If $abc=1$, solve this equation $$\frac{2ax}{ab+a+1}+\frac{2bx}{bc+b+1}+\frac{2cx}{ca+c+1}=1$$
How many pairs of ordered real numbers $(x, y)$ are there such that
$$
\left\{
\begin{array}{ccl}
\mid x\mid + y &=& 12\\
x + \mid y \mid &=&6
\end{array}
\right.
$$
Let $a$, $b$, and $c$ be three distinct numbers such that $$\frac{a+b}{a-b}=\frac{b+c}{2(b-c)}=\frac{c+a}{3(c-a)}$$
Prove that $8a + 9b + 5c = 0$.
Solve this equation in real numbers: $$\sqrt{x}+\sqrt{y-1}+\sqrt{z-2}=\frac{1}{2}\times(x+y+z)$$
Let $a$, $b$, and $c$ be the lengths of $\triangle{ABC}$'s three sides.

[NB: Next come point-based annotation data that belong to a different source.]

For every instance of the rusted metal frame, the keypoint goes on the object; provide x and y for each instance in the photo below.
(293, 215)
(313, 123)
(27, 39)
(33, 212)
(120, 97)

Compute the area of $\triangle{ABC}$ if the following relations hold: $$\frac{2a^2}{1+a^2}=b,\qquad \frac{2b^2}{1+b^2}=c,\qquad \frac{2c^2}{1+c^2}=a$$
Let real numbers $x$, $y$, and $z$ satisfy $0 < x, y, z < 1$. Prove $$x(1-y)+y(1-z)+z(1-x)< 1$$
Show that $$\frac{(x+a)(x+b)}{(c-a)(c-b)}+\frac{(x+b)(x+c)}{(a-b)(a-c)}+\frac{(x+c)(x+a)}{(b-c)(b-a)}=1$$ without expanding the left side of the equation.
Find the range of function $f(x)=3^{-|\log_2x|}-4|x-1|$.
If sequence $\{a_n\}$ has no zero term and satisfies that, for any $n\in\mathbb{N}$, $$(a_1+a_2+\cdots+a_n)^2=a_1^3+a_2^3+\cdots+a_n^3$$
- Find all qualifying sequences $\{a_1, a_2, a_3\}$ when $n=3$.
- Is there an infinite sequence $\{a_n\}$ such that $a_{2013}=-2012$? If yes, give its general formula of $a_n$. If not, explain.
For certain real numbers $a$, $b$, and $c$, the polynomial \[g(x) = x^3 + ax^2 + x + 10\]has three distinct roots, and each root of $g(x)$ is also a root of the polynomial \[f(x) = x^4 + x^3 + bx^2 + 100x + c.\]What is $f(1)$?
We define the Fibonaccie numbers by $F_0=0$, $F_1=1$, and $F_n=F_{n-1}+F_{n}$. Find the greatest common divisor $(F_{100}, F_{99})$, and $(F_{100}, F_{96})$.
Let $a > 1$ and $x > 1$ satisfy $\log_a(\log_a(\log_a 2) + \log_a 24 - 128) = 128$ and $\log_a(\log_a x) = 256$. Find the remainder when $x$ is divided by $1000$.
Let $f(x)=x^3 -x^2 -13x+24$. Find three pairs of $(x,y)$ such that if $y=f(x)$, then $x=f(y)$.
The function $f$ satisfies $f(0)=0$, $f(1)=1$, and $f(\frac{x+y}{2})=\frac{f(x)+f(y)}{2}$ for all $x,y\in\mathbb{R}$. Show that $f(x)=x$ for all rational numbers $x$.
Let $f$ be a function such that $$ \sqrt {x - \sqrt { x + f(x) } } = f(x) , $$for $x > 1$. In that domain, $f(x)$ has the form $\frac{a+\sqrt{cx+d}}{b},$ where $a,b,c,d$ are integers and $a,b$ are relatively prime. Find $a+b+c+d.$
Let $\{a_n\}$ be a sequence defined as $a_1=1$ and $a_n=\frac{a_{n-1}}{1+a_{n-1}}$ when $n\ge 2$. Find the general formula of $a_n$.